All Saints Margaret Street | High Mass – Dedication Festival Sunday Sunday 7 October 2018

Sermon for High Mass – Dedication Festival Sunday Sunday 7 October 2018

DEDICATION FESTIVAL, 2018   EVENSONG

Sermon preached by the Vicar, Fr Alan Moses 

Readings: Jeremiah 7. 1-11; Luke 19. 1-10 

Earlier this year a group of our parishioners visited Assisi on pilgrimage. I wonder if they recognized William Butterfield’s sources of inspiration for the design of this church in the basilica of St. Francis built over the saint’s tomb in Assisi? 

Thursday was St. Francis’s Day, so as we give thanks for this house of prayer today, I want to take as my theme this evening, some aspects of his life and legacy. 
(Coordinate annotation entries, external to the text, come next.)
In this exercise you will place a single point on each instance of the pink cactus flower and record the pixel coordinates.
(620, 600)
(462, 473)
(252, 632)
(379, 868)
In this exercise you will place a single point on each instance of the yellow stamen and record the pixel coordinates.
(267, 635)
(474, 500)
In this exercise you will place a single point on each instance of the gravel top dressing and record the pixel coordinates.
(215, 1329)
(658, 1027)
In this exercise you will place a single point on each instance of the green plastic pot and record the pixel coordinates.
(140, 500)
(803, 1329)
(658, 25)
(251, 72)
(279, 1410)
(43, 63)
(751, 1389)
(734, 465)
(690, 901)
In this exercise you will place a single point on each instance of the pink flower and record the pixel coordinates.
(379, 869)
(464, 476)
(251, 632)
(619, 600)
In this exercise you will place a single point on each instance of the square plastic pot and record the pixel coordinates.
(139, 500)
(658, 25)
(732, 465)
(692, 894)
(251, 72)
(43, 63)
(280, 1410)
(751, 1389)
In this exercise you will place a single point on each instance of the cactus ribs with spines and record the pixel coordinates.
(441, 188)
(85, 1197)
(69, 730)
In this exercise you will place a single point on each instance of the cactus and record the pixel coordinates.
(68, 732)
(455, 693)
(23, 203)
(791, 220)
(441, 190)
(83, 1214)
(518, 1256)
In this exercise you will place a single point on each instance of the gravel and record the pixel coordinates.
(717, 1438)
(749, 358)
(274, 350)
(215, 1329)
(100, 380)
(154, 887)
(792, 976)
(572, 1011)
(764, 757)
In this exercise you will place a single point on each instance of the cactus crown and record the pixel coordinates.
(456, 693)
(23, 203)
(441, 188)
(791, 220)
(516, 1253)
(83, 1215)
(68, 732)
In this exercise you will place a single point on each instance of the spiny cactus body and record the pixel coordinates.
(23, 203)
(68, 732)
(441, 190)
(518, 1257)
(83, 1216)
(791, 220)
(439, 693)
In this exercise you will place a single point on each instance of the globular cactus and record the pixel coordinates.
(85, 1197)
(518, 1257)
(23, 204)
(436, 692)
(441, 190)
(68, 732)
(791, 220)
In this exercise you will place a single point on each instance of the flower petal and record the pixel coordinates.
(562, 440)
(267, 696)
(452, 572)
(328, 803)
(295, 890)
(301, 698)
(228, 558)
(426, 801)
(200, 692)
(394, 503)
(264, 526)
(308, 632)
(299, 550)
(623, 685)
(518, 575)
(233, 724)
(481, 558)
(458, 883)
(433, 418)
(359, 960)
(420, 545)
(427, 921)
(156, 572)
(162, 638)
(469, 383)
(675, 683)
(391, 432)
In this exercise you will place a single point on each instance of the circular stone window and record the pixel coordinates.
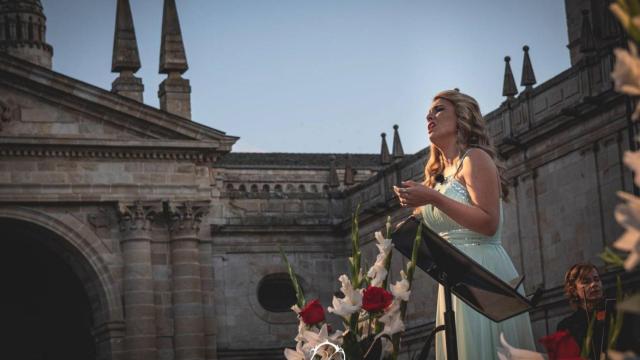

Many have thought the magnificent basilica, with its frescoes by Cimabue and Giotto and others, sits uncomfortably with Francis’s radical commitment to evangelical poverty. Surely this wandering mendicant would have no time for such things and would echo the prophet Jeremiah’s warnings in tonight’s first reading to those who put their faith in the Temple in Jerusalem.  In fact the reality is more complex and subtle than that. 

During his spiritual journey, his conversion, from the life of a prosperous merchant’s son, an upwardly mobile young-man-about-town, a would-be-cavalier in the endemic wars between Italian city states, to his embrace of Lady Poverty in the footsteps of Christ,  Francis would often spend time in churches, seeking guidance and solace in prayer. A favourite place was the lonely and half-derelict church of San Damiano beneath the ramparts of Assisi.  

Towards the end of 1205, on his knees before a large painted crucifix in San Damiano, he heard a voice saying to him:  “Francis, do you not see that my house is falling into ruin?  Go, therefore, and repair the house out of love for me.”  

This tale improved with the telling.  The earliest account does not say that the figure on the crucifix spoke to him; simply that he heard an inner voice.  But whatever the case, he had been so overwhelmed by the image of Christ on the cross that he found a new and life-changing relationship with God. He became aware of such a powerful divine presence that the once-distant God became for him immediately present. 

Taking what he had heard literally, Francis set to work restoring the church.  To raise funds he sold cloth which has father had given to him. The priest, suspecting that this unconventional approach to fund-raising would not meet with paternal approval, refused the money.  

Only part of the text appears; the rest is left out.